First of all, the CSS is somehow even more detailed than the FAFSA. The most irritating addition, for those of us with two or more living but separated parents, is that unlike the FAFSA (which only requires the information of The Parent Who's Supporting You More), the CSS requires both parents' information, even if one parent is contributing nothing. If you aren't totally independent (which, who is at this age in 2019), even if you haven't seen one of your parents in three months and that parent does nothing in the way of providing for you, you still need their information.


Now, this is logistically a pain for someone with separated parents, because you have to sit down and do this an extra half a time for the noncustodial parent application; and if your parent is less reliable/harder to get ahold of/whatever, getting them to even fill out the application can be a challenge. But more than that, it's a cop-out for schools. My dad makes way more than my mom does right now, and even though he doesn't intend to give whichever school a single cent, his income counts towards how much money is ostensibly available for me to go to school. This is made slightly more ridiculous by the fact that my dad has mandatory retirement in less than a year, and is squirreling away every possible cent for retirement so he doesn't, y'know, starve.


So okay, this takes forever. But hey, at least you'll get money out of it, right?


Sure.

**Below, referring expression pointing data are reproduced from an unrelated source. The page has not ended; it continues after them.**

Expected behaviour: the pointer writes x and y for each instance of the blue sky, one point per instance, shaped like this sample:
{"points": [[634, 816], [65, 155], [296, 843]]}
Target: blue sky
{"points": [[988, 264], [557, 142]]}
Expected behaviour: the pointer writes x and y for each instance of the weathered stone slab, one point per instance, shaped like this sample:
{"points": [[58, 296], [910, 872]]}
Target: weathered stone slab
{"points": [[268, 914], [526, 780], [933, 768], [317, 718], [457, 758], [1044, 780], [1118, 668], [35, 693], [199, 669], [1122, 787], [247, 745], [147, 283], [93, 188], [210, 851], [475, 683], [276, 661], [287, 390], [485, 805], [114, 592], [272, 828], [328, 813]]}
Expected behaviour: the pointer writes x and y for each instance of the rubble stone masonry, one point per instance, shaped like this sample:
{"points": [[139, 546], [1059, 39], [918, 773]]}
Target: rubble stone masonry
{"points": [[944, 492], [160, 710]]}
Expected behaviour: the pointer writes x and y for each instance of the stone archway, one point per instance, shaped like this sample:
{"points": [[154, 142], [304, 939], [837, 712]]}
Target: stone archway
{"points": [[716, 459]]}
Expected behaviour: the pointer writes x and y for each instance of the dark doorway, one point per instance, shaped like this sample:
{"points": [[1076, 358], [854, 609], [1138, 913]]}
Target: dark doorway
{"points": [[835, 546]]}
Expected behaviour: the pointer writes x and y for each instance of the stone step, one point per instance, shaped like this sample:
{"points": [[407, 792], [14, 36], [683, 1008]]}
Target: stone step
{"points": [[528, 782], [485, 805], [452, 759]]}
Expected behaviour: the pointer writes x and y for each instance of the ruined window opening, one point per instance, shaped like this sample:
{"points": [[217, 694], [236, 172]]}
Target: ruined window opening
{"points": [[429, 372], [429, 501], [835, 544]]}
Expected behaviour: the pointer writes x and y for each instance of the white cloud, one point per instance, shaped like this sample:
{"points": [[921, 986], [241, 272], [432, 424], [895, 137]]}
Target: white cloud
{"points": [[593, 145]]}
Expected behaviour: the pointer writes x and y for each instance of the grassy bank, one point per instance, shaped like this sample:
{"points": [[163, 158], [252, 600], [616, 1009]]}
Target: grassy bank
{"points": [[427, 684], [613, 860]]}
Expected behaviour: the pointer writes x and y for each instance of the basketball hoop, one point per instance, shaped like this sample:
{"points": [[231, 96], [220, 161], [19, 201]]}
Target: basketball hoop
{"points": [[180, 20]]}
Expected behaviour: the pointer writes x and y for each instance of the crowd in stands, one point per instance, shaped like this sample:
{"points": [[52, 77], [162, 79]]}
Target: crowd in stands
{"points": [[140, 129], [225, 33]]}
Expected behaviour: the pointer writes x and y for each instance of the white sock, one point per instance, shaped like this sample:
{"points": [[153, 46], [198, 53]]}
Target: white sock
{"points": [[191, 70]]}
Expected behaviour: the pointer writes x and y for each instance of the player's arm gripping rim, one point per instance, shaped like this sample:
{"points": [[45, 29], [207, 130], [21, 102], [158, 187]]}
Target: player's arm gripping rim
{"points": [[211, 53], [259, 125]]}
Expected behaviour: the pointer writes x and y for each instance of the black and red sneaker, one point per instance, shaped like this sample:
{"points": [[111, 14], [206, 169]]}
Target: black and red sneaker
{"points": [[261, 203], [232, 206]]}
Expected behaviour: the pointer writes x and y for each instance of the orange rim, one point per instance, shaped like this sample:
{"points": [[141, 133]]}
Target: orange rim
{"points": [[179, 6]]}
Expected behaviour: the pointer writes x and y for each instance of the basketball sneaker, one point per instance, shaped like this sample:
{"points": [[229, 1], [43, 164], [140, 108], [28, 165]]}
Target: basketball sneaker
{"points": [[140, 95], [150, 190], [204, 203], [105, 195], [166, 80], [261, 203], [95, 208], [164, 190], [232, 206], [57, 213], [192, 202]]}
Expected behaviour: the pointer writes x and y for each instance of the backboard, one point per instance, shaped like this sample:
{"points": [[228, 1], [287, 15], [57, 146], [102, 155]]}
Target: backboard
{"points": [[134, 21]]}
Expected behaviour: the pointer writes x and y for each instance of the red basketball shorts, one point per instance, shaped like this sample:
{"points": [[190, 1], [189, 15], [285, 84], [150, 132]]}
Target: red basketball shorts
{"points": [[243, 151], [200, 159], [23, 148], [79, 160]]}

Once you pay CollegeBoard money for every application.


That's right! You have to pay to tell the school how poor you are! Some schools offer a fee waiver, but not all of them because of course not.


So here we are. We've filled out the CSS, we've filled out the FAFSA, I'm now out a total of almost $200 just for test scores, transcripts, and financial aid applications. (Thankfully, I did get a fee waiver on all the actual college applications because I'm a poor baby.) Now, after all this suffering, the colleges will hopefully make it affordable for me to go, right? Right??



I applied to three private schools and two public ones, plus I submitted a financial aid application to FSU in case everything else failed and I had to go back. I didn't get into Williams, and I'm still waiting on financial aid packages from UMass Lowell and FSU, but here's what I'd be expected to pay out of pocket, not counting loans, at each of the other schools:

- UMass Amherst, a public university: ~$5,500

- Wheaton College, a private college: ~$12,000 (down from $22,000!)

- Emerson College, a private college: ~$20,000, not counting books or room and board! (I'm not guaranteed housing at Emerson because it's a city campus and doesn't have enough dorms.)


Now, the FAFSA has a handy-dandy feature that tells you your expected family contribution, or EFC. Mine is $4,376. You'll notice that not one of those three packages has me at or below that level. Why? Because college financial aid is a fucking joke.

"Get a scholarship!" you might suggest. "Take out a loan!"


Well, student loans are predatory as hell, and even the ones that are ostensibly To Help People are evil. The Direct PLUS loan, something suggested to us several times, has 7.5% interest and goes into repayment immediately. And scholarships? Please. I applied to literally dozens, both this year and when I started college, and got absolutely nothing.

I still don't know where I'm going to school in the fall. UMass Amherst is out, because every single aspect of it besides the food and the study-away programs makes me want to be far away. Emerson is out, because that package is the maximum they're going to give me. I'd love to go to Wheaton, but doing so means that I'm going to live like a hermit, have no money for the next two years, not have a car until I'm like 30, and owe a lot of money. And UMass Lowell has a better creative writing program than Framingham, but it sure isn't the ideal.


To those of you who have felt, or are still feeling, the struggle of financial aid: I love and support you and I hope your career is lucrative enough for you to someday pay off your debts. And to those of you who have not experienced this: pray for the rest of us.